I am not so sure about that after all both Pensylvania and Ohio passed Personal liberty laws nullifiying [1] the fugitive Slave act and garanting any slaves freedom. If New England and secedes because of southern attempts to introduce slavery there then both Ohio and Pensylvania will know that their own personal liberty laws will fall soon and would most likely leave the union as well.

[1] By taking advantage of a Supreme court ruling stating that while states were not allowed to actively counter federal law they were not forced to enforce it either. So escaped slaves could not be held in state prisons, tried before state courts or arrested by state police.

Trying to turn free-states into slave-states would be a pretty huge overstep by the south, and would require a radically different timeline. Making new western territories into slave-states across the board would be much more plausible.
 
Trying to turn free-states into slave-states would be a pretty huge overstep by the south, and would require a radically different timeline. Making new western territories into slave-states across the board would be much more plausible.

I'm aware ot that.

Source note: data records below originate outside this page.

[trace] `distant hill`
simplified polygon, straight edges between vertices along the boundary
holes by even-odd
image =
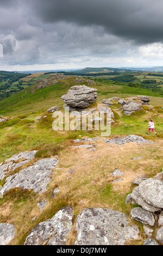
[[[122,71],[122,69],[114,68],[86,68],[80,70],[78,70],[78,73],[99,73],[99,72],[118,72]]]

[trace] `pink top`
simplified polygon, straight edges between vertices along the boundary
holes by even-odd
[[[149,126],[149,127],[151,128],[151,129],[154,128],[154,123],[153,123],[153,122],[151,122],[151,121],[150,121],[150,122],[149,122],[148,126]]]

But I also don't think that creating more slave states will trigger any secession.

I was responding to the claim that only New England would seccede, because only they cared enough about slavery. Should there ever be a politic that causes New England to secced the rest of the free states would soon follow.
 
I'm afraid to ask how much more you could get than that without my fellatio joke being reality.

Well, looking at the Wiki, it seems that the Southern Democrats wanted to pass a Slave Code for the territories, which would force territorial legislatures to support slavery even if they didn't want to.

And that Douglas wasn't in favor of such a slave code, preferring the Freeport Doctrine, which seems to basically reject Dred Scott.
 

Wolfpaw

Banned
I am not so sure about that after all both Pensylvania and Ohio passed Personal liberty laws nullifiying [1] the fugitive Slave act and garanting any slaves freedom. If New England and secedes because of southern attempts to introduce slavery there then both Ohio and Pensylvania will know that their own personal liberty laws will fall soon and would most likely leave the union as well.
I do not doubt that there will be serious resistance in Ohio and Pennsylvania, but I am dubious as to whether their legislatures/populaces would go for secession over slavery. Philadelphia at this time was a bedrock of Southern sympathy, to say nothing of the southern third of Ohio. I will reiterate that, outside of Yankeedom, slavery is not a big enough issue to force secession in the North. If the South-dominated Union really screws the pooch in the lead up to secession, or if they try and turn Ohio and PA into military zones, then maybe OH and PA will secede.

If, on the other hand, some "Great Crusade Against Slave Power" types invade OH and PA (much as the Confederates invaded Kentucky), then I think we can count on Pennsylvania and Ohio as being firmly in the Union camp, though with a good deal of guerrilla warfare between Wide Awakes and Young Hickories.